Sharpness Masamoto-Sohonten knives are extremely sharp and cutting with them feels effortless and unlike any blade you’ve used before. The level of sharpness is achieved with a strong blade, forged through a tempering process.
Durability The sharpened knives undergo an extreme hardening process, giving the knives excellent durability and long usable life. When properly maintained and sharpened, Masamoto knives can be used for years.
Ease of Sharpening Masamoto knives are made with a high-grade carbon steel that when polished, and extremely easy to sharpen.

Masamoto-Sohonten products are divided to 3 groups:

Japanese Knives

Japanese cuisines focus heavily on presentation, therefore Masamoto’s Japanese knives come in many varieties based on how various seasonal ingredients and ingredients are prepared and cut. The knives are typically single-edged, and the blade enters the food at an acute angle.

Western-style Knives

Masamoto’s Western-style knives are built tough as these knives can be used to cut, peel, chop or prepare a wide range of foods and ingredients including meat, fish, and vegetables. These knives are versatile, easy to use for regular households, low maintenance, and extremely sharp.

Other

Masamoto-Sohonten also carries a wide range of non-knife products including graters, peelers, chopsticks, knife sharpeners, and more.

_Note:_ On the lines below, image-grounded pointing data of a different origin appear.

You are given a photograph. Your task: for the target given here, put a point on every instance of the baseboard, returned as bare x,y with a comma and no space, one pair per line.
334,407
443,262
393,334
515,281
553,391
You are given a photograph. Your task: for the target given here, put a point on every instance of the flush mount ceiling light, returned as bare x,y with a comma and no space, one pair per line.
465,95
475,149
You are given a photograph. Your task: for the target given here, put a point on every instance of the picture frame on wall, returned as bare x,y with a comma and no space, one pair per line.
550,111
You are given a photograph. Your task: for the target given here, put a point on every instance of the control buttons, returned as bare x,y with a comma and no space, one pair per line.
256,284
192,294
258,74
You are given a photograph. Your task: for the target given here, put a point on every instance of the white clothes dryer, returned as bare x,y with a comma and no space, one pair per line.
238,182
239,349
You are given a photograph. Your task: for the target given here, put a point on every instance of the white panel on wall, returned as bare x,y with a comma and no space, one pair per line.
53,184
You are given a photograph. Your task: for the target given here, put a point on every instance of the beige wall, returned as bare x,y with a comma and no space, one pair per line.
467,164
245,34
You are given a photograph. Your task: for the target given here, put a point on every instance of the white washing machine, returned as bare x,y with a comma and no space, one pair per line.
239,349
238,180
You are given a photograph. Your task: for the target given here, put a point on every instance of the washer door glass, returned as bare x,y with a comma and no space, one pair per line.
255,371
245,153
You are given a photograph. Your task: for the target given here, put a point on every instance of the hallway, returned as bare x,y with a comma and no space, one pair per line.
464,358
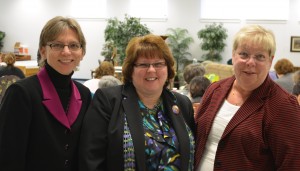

Masamoto-Sohonten is the receiver of multiple awards:

  1. Awarded gold and bronze prizes at The Tokyo Industrial Exhibition in 1907
  2. Japanese Knife — Awarded silver prize at Exampla’71
  3. Hyper Molybdenum Steel Western-style Knife — No. 1 in Usage Tests in 2009 Cook’s Illustrated Annual
  4. Hon-Kasumi Japanese Knife + Hyper Molybdenum Steel Western-style Knife — Certified as Sumida Modern Brand in 2010
  5. Hyper Molybdenum Steel Western-style Knife — The Wall Street Journal in 2011

Today, Masamoto-Sohonten is one of Japan’s most well-known and respected knife manufacturers. They’re also the No. 1 sushi knife maker in Japan, and throughout its 150-year history, the company has won numerous awards. Their knives are high-quality, durable, and perfect for commercial kitchen use, making them the number one choice for professional chefs. Masamoto’s flagship store opened in Tokyo in 1890, and is still open and welcoming visitors today, so be sure to stop by if you’re in Japan.